爰に日興が云く、御影を図する所詮は後代に知らしめん為なり是に付け非に付け有りの侭に図し奉る可きなり、之に依つて日興門徒の在家出家の輩聖人を見奉る仁等一同に評議して其の年月図し奉る所なり、全体異らずと雖も大概麁相に之を図す仍つて裏に書き付けを成すなり、但し彼の面面の図像一も相似ざる中に去る正和二年日順図絵の本有り、相似の分なけれども自余の像よりも少し面影有り、而る間後輩に彼此是非を弁ぜしめんが為裏書に不似と付け置く。
意訳
五老僧方や在家の方達が師の絵像・木像を作ってきましたが、それらは多方面に数知れないほどあります。しかし、それぞれ姿形が異なっています。
ここに日興がいうには、日蓮大聖人の御影を作るのは、後代にそのお姿を知らしめていくためです。ですから、ありのままの、大聖人のお姿を描くべきです。それにより、日興門徒の在家・出家の皆、聖人を拝見した者達が一同に評議を行い、その年月に描いたのです。

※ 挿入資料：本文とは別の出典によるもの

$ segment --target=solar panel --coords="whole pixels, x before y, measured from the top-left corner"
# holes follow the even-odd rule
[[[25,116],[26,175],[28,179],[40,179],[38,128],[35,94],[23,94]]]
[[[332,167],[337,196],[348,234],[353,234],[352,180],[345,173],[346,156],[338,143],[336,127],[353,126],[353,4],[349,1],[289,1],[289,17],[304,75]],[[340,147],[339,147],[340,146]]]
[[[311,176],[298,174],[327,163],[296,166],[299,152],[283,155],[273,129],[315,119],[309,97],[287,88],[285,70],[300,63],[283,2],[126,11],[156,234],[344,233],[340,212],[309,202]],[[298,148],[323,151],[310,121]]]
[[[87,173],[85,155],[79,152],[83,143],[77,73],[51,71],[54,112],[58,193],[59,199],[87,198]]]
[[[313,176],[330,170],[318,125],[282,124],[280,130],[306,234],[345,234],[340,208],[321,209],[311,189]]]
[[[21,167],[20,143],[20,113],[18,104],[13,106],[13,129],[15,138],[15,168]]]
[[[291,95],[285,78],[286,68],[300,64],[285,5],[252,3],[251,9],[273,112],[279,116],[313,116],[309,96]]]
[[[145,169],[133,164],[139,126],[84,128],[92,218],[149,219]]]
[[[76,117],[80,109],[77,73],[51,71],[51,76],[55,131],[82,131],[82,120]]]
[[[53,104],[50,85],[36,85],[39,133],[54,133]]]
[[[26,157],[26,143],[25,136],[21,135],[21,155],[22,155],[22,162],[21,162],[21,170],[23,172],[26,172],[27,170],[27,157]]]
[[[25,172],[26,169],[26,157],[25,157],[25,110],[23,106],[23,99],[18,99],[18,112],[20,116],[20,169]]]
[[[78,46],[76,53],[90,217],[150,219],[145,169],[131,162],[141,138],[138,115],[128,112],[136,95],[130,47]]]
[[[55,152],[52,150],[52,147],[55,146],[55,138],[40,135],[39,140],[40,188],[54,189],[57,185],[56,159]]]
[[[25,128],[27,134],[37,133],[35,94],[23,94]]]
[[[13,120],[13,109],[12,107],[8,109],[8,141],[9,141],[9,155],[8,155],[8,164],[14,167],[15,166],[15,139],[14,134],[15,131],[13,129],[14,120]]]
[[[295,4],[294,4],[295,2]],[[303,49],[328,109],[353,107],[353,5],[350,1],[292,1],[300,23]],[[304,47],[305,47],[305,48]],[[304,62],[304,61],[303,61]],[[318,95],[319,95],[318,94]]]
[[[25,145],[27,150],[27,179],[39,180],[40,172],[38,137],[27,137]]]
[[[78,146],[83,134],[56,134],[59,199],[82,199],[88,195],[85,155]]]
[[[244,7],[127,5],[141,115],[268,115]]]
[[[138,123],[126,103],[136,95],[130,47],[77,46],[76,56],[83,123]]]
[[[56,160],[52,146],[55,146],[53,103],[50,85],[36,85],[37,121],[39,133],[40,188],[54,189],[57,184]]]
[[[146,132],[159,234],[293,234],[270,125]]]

聖人と全体は異なりませんでしたが、大概は荒っぽいものを描きました。そこで裏書をなしました。それぞれの図・像が一つも似ていない中に、1313年・正和2年、三位日順が描いた絵の原本がありました。
大聖人に似ている分はありませんでしたが、他の像よりも少し大聖人の面影が有りました。そこで、日興は後輩の皆と似ているか否か、是非を論じ合いましたが、結局、裏書に「似ていない」と書いたのです。
微笑ましいような、諸師の努力に感心することしきりですが、師匠の姿一つを後世に残すだけでも、大変な労力を要することを伝えるエピソードだと思います。